Summaries: keep workflow state visible¶
snakemake --summary is a workflow-state surface, not a debugging diary.
Use it to answer:
- which outputs already exist
- which ones are planned for rebuild
- whether the workflow state matches what the incident report claims
This is often the fastest way to discover that a "performance problem" is actually a surprise rerun caused by changed inputs or changed code.
Change reports: explain why Snakemake wants to rerun¶
snakemake --list-changes input code params helps when reviewers need to know which change
class triggered work.
That matters because the next review question changes with the answer:
- input change points toward upstream data movement or discovery
- code change points toward scripts, wrappers, or rule logic
- parameter change points toward config or policy review
Without that distinction, teams often talk about churn without naming its source.
Provenance: tie the run to its identity¶
Workflow evidence is incomplete if you cannot answer:
- which config values were material
- which profile or operating context shaped the run
- which environment or tool identity produced the published result
That is the job of provenance.
Provenance is not a replacement for logs or benchmarks.
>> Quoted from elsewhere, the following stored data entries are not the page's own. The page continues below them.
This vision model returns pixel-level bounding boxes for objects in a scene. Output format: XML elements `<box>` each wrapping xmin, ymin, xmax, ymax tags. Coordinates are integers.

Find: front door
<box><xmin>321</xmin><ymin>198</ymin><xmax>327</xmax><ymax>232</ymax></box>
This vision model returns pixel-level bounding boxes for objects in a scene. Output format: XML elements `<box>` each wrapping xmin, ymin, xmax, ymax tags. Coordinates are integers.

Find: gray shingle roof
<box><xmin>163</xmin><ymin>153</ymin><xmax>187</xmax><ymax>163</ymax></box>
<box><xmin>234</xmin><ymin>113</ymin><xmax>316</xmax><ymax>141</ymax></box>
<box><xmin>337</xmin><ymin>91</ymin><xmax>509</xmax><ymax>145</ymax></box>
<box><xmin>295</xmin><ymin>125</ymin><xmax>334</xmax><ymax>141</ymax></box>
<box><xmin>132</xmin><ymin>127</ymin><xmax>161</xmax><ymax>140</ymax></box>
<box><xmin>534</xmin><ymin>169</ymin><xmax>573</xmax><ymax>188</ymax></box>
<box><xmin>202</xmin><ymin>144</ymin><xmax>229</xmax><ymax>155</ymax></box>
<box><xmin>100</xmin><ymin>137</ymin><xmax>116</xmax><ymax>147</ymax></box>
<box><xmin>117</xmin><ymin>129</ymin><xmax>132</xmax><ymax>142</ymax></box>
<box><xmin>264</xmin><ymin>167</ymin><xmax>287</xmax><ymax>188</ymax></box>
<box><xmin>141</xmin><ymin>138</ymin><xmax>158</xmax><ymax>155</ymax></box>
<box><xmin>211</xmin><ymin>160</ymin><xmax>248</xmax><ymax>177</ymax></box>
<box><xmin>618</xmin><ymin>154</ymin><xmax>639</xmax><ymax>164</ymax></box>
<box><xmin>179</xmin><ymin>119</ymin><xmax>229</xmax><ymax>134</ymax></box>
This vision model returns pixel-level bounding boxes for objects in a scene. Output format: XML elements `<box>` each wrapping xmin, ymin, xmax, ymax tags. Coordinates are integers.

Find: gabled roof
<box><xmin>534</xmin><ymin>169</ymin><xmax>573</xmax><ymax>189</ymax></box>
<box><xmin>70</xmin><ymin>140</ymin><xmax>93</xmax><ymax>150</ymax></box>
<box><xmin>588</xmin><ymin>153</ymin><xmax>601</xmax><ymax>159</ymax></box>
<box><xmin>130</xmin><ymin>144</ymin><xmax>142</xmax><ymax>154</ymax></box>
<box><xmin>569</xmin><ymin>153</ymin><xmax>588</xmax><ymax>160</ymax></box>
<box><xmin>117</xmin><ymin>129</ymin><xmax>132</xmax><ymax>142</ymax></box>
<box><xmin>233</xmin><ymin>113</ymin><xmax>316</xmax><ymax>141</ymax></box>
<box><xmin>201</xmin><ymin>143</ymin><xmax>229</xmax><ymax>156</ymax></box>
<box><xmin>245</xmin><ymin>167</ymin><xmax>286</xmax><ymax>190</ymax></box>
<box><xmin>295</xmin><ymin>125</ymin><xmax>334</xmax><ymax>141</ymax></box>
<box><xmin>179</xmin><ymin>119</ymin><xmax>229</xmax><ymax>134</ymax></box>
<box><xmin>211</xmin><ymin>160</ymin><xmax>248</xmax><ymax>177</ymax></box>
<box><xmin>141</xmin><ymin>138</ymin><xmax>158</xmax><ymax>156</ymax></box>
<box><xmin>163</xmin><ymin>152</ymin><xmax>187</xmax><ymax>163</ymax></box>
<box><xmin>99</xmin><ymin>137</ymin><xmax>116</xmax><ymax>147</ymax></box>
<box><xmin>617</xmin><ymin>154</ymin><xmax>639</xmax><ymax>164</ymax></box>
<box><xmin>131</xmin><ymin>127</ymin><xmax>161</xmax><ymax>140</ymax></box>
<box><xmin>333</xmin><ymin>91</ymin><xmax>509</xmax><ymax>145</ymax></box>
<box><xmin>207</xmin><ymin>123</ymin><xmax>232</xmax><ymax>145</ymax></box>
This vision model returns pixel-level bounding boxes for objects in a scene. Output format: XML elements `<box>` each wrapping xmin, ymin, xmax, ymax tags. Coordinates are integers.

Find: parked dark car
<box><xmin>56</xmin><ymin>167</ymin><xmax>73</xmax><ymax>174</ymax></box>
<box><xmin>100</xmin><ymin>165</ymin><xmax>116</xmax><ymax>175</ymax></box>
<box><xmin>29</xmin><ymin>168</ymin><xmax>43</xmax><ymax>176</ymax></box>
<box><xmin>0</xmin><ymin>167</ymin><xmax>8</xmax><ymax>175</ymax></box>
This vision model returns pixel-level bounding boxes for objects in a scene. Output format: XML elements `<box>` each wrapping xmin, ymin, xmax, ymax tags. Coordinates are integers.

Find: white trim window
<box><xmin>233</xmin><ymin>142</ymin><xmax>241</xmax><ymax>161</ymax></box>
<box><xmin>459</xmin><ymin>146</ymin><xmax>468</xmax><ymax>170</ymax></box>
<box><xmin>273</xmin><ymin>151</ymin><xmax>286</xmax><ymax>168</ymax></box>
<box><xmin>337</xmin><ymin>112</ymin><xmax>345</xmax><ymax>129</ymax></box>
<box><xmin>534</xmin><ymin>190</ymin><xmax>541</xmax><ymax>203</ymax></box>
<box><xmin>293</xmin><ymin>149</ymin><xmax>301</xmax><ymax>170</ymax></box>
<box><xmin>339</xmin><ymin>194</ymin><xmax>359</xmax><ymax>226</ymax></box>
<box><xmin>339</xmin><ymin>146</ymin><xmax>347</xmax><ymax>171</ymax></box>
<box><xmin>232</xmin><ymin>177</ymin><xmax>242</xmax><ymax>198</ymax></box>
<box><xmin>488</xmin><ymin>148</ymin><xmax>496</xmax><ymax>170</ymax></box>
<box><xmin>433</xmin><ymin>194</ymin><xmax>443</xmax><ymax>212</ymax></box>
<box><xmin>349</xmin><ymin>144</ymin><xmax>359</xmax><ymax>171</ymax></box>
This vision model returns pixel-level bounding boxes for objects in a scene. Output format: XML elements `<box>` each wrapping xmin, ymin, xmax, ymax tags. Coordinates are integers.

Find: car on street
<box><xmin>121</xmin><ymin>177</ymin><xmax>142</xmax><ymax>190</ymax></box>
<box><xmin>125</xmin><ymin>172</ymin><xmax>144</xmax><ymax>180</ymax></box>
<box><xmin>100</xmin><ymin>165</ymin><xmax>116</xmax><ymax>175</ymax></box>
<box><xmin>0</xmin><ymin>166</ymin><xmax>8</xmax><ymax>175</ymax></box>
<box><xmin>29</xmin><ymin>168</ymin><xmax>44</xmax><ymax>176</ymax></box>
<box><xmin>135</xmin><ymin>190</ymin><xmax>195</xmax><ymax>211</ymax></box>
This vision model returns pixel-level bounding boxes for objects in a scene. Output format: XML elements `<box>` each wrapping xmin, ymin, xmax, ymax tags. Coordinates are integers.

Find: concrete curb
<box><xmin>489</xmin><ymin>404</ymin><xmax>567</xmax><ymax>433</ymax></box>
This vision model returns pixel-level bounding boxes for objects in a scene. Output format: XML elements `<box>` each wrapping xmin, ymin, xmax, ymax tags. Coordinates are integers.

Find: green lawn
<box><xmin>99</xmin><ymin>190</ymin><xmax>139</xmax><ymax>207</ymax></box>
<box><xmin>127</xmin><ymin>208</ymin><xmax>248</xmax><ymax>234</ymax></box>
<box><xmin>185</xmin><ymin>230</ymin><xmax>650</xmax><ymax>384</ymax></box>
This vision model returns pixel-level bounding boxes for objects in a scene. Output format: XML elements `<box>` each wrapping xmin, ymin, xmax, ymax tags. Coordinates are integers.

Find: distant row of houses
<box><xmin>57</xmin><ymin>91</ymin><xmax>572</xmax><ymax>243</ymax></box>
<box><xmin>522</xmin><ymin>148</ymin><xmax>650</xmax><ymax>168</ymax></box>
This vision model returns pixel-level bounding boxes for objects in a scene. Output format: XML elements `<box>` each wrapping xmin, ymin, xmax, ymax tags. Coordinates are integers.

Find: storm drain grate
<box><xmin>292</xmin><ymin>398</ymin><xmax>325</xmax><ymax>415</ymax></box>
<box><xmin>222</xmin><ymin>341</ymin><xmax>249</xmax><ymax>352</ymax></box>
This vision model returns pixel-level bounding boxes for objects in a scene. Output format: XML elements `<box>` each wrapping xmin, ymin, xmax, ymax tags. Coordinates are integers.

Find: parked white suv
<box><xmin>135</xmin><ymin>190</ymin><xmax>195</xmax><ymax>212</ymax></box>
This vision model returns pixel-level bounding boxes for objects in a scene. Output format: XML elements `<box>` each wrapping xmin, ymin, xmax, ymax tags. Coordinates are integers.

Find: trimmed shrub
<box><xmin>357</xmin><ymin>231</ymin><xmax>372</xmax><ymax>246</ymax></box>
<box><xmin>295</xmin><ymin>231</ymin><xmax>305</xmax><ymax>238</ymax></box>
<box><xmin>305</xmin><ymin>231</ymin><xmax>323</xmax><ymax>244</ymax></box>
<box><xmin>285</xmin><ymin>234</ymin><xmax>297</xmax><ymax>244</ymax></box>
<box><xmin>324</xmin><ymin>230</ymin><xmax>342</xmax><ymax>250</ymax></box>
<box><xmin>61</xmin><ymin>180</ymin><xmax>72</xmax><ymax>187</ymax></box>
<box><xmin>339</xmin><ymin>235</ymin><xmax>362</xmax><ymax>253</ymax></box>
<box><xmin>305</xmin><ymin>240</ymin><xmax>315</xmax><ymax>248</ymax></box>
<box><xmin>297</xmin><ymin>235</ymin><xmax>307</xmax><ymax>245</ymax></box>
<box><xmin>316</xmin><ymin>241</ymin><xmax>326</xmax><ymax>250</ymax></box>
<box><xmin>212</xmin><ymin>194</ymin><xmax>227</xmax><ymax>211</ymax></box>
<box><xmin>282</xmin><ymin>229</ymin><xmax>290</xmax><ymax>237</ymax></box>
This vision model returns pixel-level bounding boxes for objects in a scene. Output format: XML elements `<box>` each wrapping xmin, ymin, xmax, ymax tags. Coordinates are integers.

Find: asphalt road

It is the identity surface that lets you compare runs honestly when the repository alone does not explain the difference.
A small example¶
Suppose a reviewer says:
The report looks different and the workflow took longer.
A good evidence route might be:
snakemake --summaryto confirm what rebuiltsnakemake --list-changes input code paramsto classify the rerun cause- one matching benchmark file for the slowest rule family
- one matching rule log for the suspicious target
publish/v1/provenance.jsonif the change still cannot be explained
That route is short, and every step has a reason.
What good observability looks like¶
Good observability is:
- rule-local when debugging one failure
- workflow-level when explaining changed state
- stable enough that teams can compare runs over time
- cheap enough that nobody removes it as soon as pressure rises
Bad observability usually looks like one of these:
- giant shared logs with no rule ownership
- benchmark files nobody reads or reviews
- summaries collected but never compared to a claim
- provenance missing when context differences are the real suspect
Keep this standard¶
Before adding a new evidence surface, finish this sentence:
We need this artifact because it answers this review question better than the artifacts we already have.
If you cannot finish that sentence, the workflow probably needs a clearer reading route more than it needs another file.